The universities that private schools want to send their students to (Oxbridge and those at the top of the Russell Group) are also, in the days of lucrative research projects, less dependent on public funding and in more than a few cases, could thrive without it; becoming private universities, forming a UK Ivy League, hiking fees to whatever they wanted. (In terms of their legal status, all universities are technically private businesses, but post-94 institutions cannot exist without state support.) while continuing to cultivate their links with top employers.  A full-frontal attack on the ‘autonomy’ of elite universities is a difficult and risky strategy. Like a confrontation with top private schools, it would take even a radical government into unknown territory. It would see education being reorganised to ‘compensate’ for wider social inequalities. Post-war education unfolding in very different conditions, did not (and did not have to) do this, with more than a few warnings against.

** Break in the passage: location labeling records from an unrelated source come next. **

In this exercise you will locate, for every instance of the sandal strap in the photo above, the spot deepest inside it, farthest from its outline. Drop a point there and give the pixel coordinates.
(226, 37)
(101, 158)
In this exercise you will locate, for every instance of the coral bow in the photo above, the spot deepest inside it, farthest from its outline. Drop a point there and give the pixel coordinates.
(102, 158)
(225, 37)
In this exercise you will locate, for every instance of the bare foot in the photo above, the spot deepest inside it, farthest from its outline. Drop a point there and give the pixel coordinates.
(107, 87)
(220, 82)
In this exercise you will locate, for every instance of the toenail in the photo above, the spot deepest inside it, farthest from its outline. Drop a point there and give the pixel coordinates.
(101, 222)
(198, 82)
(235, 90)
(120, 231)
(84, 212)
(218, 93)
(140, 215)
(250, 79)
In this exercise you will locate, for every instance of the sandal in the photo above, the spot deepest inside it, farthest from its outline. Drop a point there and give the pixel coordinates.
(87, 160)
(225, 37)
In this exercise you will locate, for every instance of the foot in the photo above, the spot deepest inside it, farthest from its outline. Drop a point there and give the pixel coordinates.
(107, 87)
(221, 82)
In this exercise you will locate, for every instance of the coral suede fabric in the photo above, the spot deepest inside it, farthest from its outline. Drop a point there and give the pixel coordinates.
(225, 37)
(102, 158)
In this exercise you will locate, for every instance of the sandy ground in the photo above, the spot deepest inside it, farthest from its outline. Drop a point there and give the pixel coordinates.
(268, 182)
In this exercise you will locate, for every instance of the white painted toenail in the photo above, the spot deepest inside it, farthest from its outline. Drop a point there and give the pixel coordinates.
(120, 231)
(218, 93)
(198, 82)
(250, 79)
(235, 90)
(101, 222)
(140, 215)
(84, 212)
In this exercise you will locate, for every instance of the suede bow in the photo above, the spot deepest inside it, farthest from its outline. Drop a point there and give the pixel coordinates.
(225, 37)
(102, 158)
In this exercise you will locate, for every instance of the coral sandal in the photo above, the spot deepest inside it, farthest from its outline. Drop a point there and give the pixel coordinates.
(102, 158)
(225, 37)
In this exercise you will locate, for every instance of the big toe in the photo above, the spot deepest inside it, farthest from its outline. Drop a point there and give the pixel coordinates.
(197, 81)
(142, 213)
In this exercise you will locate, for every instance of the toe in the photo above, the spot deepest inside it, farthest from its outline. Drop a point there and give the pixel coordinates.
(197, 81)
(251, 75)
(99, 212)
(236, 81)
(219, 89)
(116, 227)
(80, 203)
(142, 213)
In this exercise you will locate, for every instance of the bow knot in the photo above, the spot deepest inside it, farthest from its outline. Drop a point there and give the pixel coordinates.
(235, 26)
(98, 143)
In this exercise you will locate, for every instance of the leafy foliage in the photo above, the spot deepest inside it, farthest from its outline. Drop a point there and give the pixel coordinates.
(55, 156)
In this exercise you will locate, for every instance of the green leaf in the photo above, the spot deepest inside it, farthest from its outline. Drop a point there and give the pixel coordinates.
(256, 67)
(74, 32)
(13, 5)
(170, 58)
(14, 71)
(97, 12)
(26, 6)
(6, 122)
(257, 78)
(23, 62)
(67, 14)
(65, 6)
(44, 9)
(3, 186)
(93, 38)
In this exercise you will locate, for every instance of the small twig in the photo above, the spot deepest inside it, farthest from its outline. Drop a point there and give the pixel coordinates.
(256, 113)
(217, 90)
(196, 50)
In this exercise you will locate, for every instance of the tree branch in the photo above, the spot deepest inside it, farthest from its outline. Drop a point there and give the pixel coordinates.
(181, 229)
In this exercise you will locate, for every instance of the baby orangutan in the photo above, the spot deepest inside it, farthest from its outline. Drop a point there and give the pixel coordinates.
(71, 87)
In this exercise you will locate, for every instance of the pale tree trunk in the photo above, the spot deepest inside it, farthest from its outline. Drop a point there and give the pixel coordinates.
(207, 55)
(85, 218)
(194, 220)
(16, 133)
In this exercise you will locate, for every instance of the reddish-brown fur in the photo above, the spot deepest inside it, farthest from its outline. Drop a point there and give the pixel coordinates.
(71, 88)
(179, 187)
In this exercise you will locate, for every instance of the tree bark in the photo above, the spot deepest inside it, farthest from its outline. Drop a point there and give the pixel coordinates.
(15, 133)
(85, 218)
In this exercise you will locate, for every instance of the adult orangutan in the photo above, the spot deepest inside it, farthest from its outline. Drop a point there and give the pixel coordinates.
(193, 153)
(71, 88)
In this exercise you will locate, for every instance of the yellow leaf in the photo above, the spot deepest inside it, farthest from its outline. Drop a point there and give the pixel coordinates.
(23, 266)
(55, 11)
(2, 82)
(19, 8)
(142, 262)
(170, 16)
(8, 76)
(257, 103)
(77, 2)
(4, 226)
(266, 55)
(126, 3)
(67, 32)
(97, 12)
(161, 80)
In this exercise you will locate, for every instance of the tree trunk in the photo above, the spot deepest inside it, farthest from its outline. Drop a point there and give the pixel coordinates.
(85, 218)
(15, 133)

Other policies are needed for young people in the 21st century

Improving the relative chances of more socially disadvantaged young people at the expense of others, would place them further up the labour queue, but education would continue to be a ‘consumer good’- just as it is now albeit one that was distributed more fairly. with qualifications sought for their ‘exchange value’ (what they can buy the holder) rather than gained for intrinsic reasons or reflecting individual intellectual development. And education would still resemble a downwards escalator!  While post war politicians and reformers considered education to be a ‘social’ or a ’merit’ good it is now more appropriate to describe it as ‘zero-sum good’- used to advance one’s own position at the expense of others. Practitioners caught in the ‘teach to test’ culture referred to above) spend as much time coaching their students to jump through assessment hoops as developing learning skills.

The changes to education outlined above, though given an extra unpleasantness by the rise of New Right ideas are the consequence of a changing relationship between working class young people and the labour market.  New education policies need to be built around alternatives for the economy which include an employment plan, proper apprenticeships, even some form of job guarantee. Improved economic security for young people will enable them to make better choices about their educational journeys. But education researchers, let alone practitioners, with less time, are reluctant to stray into these areas….

One thought on “The post-war educational project comes off the rails (version 2 and policy critique)

  1. A more appropriate train metaphor – with Butler as the Fat Controller, might be the two track system of schools which the 1944 Act confirmed with a divide at 11+ into grammar schools and only a very few technical secondaries set up. This left the academic grammar school curriculum that grammars shared with privates in place by leaving exam boards in the hands of the Antique Universities, so that when structural comprehensive secondary school reform came 20 years later without any accompanying curricular reform, the comprehensive schools were left competing on an uneven playing field with the surviving grammars – even though they were blamed for ‘falling standards’! Meanwhile, higher education remained unreformed save by the polytechnics, widely regarded as a typical Labour government partial reform on the cheap. So with what you have previously called ‘The Great Reversal’ from 1979 on, when successive Tory governments reversed Labour’s socialisation of industry to privatise it and when this was  then subsequently extended by New Labour to the privatisation of state services, a new tripartite system of schools, colleges and universities was left to sort and sift state pupils through the now consolidated and extended two-track system by marketised competition, effectively raising the education age for the majority from 14 to 16 to 18 and now 21/ 25+ and still no secure jobs at the end of it!